I'm applying yolov5 on kitti raw image [C, H, W] = [3, 375, 1242]. Therefore I need to pad the image so that the H and W being dividable by 32. I'm using nn.ReplicationPad2d
to do the padding: [3, 375, 1242] -> [3, 384, 1248].
In the official tutorial of nn.ReplicationPad2d
it was said that we give a 4-tuple to indicate padding sizes for left, right, top and bottom.
The Problem is:
When I give a 4-tuple (0, pad1, 0, pad2), it claims that: 3D tensors expect 2 values for padding
When I give a 2-tuple (pad1, pad2), the pad can be implemented but it seems that only W was padded by pad1+pad2, while H stays unchanged. Because I 'll get a tensor of size [3, 375, 1257].
1257-1242 = 15 = 9+6, where 9 was supposed to pad H and 6 pad W.
I could not figure out what is the problem here...
thanks in advance
Here is my code:
def paddingImage(img, divider=32):
if img.shape[1]%divider != 0 or img.shape[2]%divider != 0:
padding1_mult = int(img.shape[1] / divider) + 1
padding2_mult = int(img.shape[2] / divider) + 1
pad1 = (divider * padding1_mult) - img.shape[1]

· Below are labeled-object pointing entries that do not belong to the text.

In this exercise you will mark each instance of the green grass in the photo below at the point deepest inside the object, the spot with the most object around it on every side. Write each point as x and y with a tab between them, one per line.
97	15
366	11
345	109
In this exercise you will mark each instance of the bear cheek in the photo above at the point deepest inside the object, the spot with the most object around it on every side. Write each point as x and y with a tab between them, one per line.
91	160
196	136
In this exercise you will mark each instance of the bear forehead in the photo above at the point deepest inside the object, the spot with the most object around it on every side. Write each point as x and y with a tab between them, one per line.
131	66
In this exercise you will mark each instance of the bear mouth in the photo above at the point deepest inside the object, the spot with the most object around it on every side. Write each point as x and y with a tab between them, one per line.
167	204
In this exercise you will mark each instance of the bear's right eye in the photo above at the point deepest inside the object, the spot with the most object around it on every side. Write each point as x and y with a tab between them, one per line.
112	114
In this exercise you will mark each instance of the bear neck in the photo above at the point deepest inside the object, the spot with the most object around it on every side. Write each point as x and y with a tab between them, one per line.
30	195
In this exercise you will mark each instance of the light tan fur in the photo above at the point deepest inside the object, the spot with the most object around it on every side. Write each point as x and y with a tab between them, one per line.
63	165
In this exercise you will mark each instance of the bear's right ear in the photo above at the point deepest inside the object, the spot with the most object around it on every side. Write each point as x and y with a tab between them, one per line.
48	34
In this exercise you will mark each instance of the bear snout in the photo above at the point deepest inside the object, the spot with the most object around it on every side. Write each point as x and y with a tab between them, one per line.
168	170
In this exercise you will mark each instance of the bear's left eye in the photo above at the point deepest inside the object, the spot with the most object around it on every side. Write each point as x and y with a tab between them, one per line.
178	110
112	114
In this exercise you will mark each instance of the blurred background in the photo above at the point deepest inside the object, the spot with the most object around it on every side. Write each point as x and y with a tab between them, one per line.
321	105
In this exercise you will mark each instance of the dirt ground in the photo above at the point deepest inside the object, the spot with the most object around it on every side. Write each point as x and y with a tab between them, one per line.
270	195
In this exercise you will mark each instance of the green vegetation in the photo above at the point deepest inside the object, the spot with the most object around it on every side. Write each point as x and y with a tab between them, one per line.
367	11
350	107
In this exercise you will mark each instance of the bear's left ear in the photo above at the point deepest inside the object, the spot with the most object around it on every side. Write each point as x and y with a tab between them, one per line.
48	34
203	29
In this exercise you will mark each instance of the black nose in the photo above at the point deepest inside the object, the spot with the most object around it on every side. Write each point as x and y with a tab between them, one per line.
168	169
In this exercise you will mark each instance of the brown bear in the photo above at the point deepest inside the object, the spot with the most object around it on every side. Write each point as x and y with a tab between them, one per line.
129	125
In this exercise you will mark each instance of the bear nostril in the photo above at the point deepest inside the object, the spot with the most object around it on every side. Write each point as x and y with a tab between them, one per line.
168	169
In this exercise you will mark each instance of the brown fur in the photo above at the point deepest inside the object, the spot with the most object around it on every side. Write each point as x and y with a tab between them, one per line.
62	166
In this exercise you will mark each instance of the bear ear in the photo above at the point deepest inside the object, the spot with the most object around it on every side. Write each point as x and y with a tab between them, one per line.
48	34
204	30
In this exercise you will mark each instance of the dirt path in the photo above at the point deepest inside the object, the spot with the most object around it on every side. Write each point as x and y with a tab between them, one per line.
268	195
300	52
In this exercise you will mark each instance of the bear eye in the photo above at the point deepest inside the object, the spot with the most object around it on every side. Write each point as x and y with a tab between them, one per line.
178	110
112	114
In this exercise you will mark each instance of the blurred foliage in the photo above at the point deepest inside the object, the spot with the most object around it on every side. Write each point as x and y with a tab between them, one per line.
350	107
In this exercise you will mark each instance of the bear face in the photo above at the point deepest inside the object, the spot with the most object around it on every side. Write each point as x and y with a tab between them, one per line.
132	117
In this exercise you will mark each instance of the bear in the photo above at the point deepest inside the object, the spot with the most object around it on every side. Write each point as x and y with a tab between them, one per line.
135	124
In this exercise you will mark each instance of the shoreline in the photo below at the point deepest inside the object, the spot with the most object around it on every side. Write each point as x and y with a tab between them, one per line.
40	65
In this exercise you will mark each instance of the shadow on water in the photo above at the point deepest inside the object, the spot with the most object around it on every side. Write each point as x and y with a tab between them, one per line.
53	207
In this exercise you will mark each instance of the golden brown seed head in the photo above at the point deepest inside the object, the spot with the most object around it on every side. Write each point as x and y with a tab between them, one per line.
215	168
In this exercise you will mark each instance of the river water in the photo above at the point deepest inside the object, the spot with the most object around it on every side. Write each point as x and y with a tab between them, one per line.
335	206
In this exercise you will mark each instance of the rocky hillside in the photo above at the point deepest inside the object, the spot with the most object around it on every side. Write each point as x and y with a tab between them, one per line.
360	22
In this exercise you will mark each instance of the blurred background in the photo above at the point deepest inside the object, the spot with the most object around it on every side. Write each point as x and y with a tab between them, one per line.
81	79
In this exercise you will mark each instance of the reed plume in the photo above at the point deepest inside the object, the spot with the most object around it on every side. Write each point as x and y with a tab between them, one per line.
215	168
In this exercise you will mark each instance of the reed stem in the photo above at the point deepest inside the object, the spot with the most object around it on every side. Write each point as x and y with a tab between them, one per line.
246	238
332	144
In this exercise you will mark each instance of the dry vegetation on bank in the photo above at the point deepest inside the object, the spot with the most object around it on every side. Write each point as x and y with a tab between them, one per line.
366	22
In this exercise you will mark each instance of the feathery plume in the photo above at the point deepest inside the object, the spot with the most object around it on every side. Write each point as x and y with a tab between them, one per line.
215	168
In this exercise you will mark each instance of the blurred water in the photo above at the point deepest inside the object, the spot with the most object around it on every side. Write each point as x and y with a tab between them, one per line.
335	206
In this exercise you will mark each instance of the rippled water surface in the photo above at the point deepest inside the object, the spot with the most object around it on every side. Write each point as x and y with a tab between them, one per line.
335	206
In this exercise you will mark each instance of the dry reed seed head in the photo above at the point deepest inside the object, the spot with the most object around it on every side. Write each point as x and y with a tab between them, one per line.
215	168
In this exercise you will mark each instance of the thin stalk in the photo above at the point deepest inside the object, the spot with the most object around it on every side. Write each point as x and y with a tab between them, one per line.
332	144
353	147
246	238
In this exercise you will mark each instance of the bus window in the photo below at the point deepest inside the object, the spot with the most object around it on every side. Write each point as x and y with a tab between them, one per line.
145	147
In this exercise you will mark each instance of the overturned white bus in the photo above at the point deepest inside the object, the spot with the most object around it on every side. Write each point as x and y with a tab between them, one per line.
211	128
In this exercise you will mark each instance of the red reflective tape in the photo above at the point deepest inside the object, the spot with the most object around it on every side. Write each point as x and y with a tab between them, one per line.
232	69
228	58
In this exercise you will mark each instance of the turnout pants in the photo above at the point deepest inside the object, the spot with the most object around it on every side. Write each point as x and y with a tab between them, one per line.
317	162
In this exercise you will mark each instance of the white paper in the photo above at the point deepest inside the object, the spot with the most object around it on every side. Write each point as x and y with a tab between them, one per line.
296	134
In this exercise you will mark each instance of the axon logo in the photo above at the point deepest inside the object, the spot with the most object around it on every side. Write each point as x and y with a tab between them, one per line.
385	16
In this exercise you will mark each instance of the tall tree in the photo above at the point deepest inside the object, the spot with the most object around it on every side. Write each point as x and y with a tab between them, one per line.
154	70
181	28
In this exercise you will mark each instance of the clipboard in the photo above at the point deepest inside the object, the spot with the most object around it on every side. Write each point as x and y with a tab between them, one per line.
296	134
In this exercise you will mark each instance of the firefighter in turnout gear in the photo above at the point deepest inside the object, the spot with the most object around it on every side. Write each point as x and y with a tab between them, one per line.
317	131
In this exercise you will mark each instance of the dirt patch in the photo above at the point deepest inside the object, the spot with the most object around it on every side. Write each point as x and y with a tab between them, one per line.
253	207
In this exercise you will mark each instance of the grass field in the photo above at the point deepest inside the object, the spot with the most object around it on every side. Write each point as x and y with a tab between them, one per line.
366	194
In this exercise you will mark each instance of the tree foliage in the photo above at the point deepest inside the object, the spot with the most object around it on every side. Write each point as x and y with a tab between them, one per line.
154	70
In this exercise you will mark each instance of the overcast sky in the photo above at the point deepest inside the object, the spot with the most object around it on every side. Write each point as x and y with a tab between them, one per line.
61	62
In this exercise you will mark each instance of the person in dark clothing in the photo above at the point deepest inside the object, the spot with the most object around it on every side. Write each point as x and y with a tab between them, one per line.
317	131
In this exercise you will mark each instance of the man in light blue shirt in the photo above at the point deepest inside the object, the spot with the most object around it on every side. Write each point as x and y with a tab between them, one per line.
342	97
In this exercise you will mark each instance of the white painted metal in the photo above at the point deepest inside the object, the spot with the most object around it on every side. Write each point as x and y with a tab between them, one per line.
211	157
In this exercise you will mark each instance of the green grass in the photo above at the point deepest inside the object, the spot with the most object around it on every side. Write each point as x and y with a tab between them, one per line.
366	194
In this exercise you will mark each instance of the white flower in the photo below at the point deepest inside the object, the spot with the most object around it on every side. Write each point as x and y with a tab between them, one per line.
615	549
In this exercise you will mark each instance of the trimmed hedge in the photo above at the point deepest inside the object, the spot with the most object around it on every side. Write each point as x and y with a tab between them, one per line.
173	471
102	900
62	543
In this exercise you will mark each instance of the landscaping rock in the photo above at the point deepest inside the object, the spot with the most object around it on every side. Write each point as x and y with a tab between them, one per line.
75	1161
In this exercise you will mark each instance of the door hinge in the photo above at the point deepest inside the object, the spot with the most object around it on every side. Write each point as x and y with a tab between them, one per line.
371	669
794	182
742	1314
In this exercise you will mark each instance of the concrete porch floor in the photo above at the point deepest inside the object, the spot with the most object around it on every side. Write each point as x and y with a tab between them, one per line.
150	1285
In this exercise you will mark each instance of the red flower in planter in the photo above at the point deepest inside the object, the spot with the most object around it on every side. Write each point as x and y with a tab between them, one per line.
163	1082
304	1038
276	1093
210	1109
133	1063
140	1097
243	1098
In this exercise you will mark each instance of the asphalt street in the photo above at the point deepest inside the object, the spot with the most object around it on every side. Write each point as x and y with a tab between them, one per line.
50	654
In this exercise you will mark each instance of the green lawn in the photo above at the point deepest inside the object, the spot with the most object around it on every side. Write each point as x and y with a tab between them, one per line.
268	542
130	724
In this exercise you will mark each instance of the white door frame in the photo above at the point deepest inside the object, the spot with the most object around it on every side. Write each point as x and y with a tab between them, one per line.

pad2 = (divider * padding2_mult) - img.shape[2]
# pad1 = 32 - (img.shape[1]%32)
# pad2 = 32 - (img.shape[2]%32)
# pad1 = 384 - 375 # 9
# pad2 = 1248 - 1242 # 6
#################### PROBLEM ####################
padding = nn.ReplicationPad2d((pad1, pad2))
#################### PROBLEM ####################
return padding(img)
else:
return img
Where img
was given as a torch.Tensor
in the main function:
# ...
image_tensor = torch.from_numpy(image_np).type(torch.float32)
image_tensor = paddingImage(image_tensor)
image_np = image_tensor.numpy()
# ...
PyTorch expects the input to ReplicationPad2d to be batched image tensors. Therefore, we can unsqueeze to add a 'batch dimension'.
def paddingImage(img, divider=32):
if img.shape[1]%divider != 0 or img.shape[2]%divider != 0:
padding1_mult = int(img.shape[1] / divider) + 1
padding2_mult = int(img.shape[2] / divider) + 1
pad1 = (divider * padding1_mult) - img.shape[1]
pad2 = (divider * padding2_mult) - img.shape[2]
# pad1 = 32 - (img.shape[1]%32)
# pad2 = 32 - (img.shape[2]%32)
# pad1 = 384 - 375 # 9
# pad2 = 1248 - 1242 # 6
padding = nn.ReplicationPad2d((0, pad2, 0, pad1))
# Add a extra batch-dimension, pad, and then remove batch-dimension
return torch.squeeze(padding(torch.unsqueeze(img,0)),0)
else:
return img
Hope this helps!
EDIT As GoodDeeds mentions, this is resolved with later versions of PyTorch. Either upgrade PyTorch, or, if that's not an option, use the code above.